Dividing by degrees of freedom

Question

When estimating parameters such as (I don't care about this specific instance particularly) Variance of a random variable X, one usually adopts Bessel's correction, i.e. using the formula $\hat{Var}{(X)} = \frac{1}{n-1}\sum_i^n(x_i -\bar{x})^2$.

The justification given on Wikipedia and on all other sources I've found is either of the nature of:

• the $n-1$ factor arises from dividing by the degrees of freedom of the residual terms
• the $n-1$ factor ensures unbiasedness
• the $n-1$ factor arises to correct from underestimating the variance if we weren't to include it

However, why does it make sense to divide by the degrees of freedom?

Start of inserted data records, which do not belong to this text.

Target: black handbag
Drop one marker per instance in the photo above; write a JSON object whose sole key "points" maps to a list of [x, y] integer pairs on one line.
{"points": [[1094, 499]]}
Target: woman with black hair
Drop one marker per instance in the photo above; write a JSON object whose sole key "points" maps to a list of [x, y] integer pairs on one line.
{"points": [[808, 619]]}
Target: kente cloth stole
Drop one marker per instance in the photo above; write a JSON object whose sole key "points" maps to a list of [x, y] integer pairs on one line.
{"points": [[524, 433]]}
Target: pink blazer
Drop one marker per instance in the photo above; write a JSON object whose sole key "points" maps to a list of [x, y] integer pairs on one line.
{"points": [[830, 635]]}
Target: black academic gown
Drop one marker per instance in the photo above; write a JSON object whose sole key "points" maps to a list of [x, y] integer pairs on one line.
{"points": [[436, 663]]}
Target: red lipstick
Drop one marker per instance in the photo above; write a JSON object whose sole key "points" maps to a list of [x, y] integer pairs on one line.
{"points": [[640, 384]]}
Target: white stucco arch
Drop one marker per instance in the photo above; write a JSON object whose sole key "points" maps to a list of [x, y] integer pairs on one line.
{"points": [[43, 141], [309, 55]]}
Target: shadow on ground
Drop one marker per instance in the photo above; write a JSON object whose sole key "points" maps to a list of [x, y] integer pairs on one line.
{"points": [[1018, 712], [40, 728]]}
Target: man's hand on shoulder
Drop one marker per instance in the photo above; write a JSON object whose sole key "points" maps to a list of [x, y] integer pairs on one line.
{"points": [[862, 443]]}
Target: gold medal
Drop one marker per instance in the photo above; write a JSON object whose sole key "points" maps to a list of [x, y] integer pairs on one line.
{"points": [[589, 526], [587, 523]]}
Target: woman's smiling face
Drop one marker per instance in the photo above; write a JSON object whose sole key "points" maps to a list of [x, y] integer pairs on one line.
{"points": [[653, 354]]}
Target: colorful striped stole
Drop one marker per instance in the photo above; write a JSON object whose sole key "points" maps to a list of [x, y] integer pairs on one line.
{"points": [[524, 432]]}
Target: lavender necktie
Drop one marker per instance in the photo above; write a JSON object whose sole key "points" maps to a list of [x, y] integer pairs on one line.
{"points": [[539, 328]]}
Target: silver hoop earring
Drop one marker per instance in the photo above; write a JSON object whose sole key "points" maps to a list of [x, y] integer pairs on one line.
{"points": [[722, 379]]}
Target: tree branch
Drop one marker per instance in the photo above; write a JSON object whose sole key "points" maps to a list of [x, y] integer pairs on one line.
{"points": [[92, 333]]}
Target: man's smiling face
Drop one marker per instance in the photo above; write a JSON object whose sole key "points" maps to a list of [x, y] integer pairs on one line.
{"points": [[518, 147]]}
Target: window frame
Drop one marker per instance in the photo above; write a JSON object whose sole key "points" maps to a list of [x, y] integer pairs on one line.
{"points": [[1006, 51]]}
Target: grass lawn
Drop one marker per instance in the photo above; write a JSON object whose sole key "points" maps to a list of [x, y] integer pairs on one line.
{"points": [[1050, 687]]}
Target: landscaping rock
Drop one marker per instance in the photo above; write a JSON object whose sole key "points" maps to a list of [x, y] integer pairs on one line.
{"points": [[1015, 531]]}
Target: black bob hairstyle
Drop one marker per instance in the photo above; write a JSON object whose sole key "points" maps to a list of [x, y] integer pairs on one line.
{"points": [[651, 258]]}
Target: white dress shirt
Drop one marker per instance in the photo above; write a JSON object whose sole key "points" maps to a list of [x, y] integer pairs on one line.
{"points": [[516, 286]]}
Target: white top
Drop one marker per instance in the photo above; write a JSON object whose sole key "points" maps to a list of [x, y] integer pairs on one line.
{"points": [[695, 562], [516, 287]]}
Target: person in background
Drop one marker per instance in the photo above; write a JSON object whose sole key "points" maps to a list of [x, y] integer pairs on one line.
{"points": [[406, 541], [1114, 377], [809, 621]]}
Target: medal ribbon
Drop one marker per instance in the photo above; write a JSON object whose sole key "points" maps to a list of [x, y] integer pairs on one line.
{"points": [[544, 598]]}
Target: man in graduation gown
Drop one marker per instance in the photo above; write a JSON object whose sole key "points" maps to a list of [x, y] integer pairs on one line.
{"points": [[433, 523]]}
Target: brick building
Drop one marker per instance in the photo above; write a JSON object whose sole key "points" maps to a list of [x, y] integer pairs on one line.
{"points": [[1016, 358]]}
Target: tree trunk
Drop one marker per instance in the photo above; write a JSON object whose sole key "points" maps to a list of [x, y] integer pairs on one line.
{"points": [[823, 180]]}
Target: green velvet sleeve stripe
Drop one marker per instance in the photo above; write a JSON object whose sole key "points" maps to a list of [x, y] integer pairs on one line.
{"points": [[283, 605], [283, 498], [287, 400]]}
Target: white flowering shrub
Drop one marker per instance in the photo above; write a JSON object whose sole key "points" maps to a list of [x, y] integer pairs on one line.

In general, it seems pretty common to divide parameter estimates not by $n$, the number of sample points used to calculate them, but by $df$. Why does this generally make sense?

EDIT: to clarify my question, what I'm asking is whether in a general setting dividing a an uncorrected estimate by it's degrees of freedom will produce a unbiased estimator or an estimator with desirable properties. It seems like this procedure is common but I have not seen a general proof (and don't know if it exists) of why this would work generally.

In particular, I think that the reason would be probably in terms of dimensions of subspaces or connecting back to the degrees of freedom of distributions (that seems closely related).

For individual estimates like sample variance or the MLR residual standard error $\frac{RSS}{n- k-1}$ I am aware that proofs of unbiasedness exist, but they are specific to the problem at hand.

Answer 1

Bessel's correction is adopted to correct for bias in using the sample variance as an estimator of the true variance. The bias in the uncorrected statistic occurs because the sample mean is closer to the middle of the observations than the true mean, and so the squared deviations around the sample mean systematically underestimates the squared deviations around the true mean.

To see this phenomenon algebraically, just derive the expected value of a sample variance without Bessel's correction and see what it looks like. Letting $S_*^2$ denote the uncorrected sample variance (using $n$ as the denominator) we have:

$$\begin{equation} \begin{aligned} S_*^2 &= \frac{1}{n} \sum_{i=1}^n (X_i - \bar{X})^2 \\[8pt] &= \frac{1}{n} \sum_{i=1}^n (X_i^2 - 2 \bar{X} X_i + \bar{X}^2) \\[8pt] &= \frac{1}{n} \Bigg( \sum_{i=1}^n X_i^2 - 2 \bar{X} \sum_{i=1}^n X_i + n \bar{X}^2 \Bigg) \\[8pt] &= \frac{1}{n} \Bigg( \sum_{i=1}^n X_i^2 - 2 n \bar{X}^2 + n \bar{X}^2 \Bigg) \\[8pt] &= \frac{1}{n} \Bigg( \sum_{i=1}^n X_i^2 - n \bar{X}^2 \Bigg) \\[8pt] &= \frac{1}{n} \sum_{i=1}^n X_i^2 - \bar{X}^2. \end{aligned} \end{equation}$$

Taking expectations yields:

$$\begin{equation} \begin{aligned} \mathbb{E}(S_*^2) &= \frac{1}{n} \sum_{i=1}^n \mathbb{E}(X_i^2) - \mathbb{E} (\bar{X}^2) \\[8pt] &= \frac{1}{n} \sum_{i=1}^n (\mu^2 + \sigma^2) - (\mu^2 + \frac{\sigma^2}{n}) \\[8pt] &= (\mu^2 + \sigma^2) - (\mu^2 + \frac{\sigma^2}{n}) \\[8pt] &= \sigma^2 - \frac{\sigma^2}{n} \\[8pt] &= \frac{n-1}{n} \cdot \sigma^2 \\[8pt] \end{aligned} \end{equation}$$

So you can see that the uncorrected sample variance statistic underestimates the true variance $\sigma^2$. Bessel's correction replaces the denominator with $n-1$ which yields an unbiased estimator. In regression analysis this is extended to the more general case where the estimated mean is a linear function of multiple predictors, and in this latter case, the denominator is reduced further, for the lower number of degrees-of-freedom.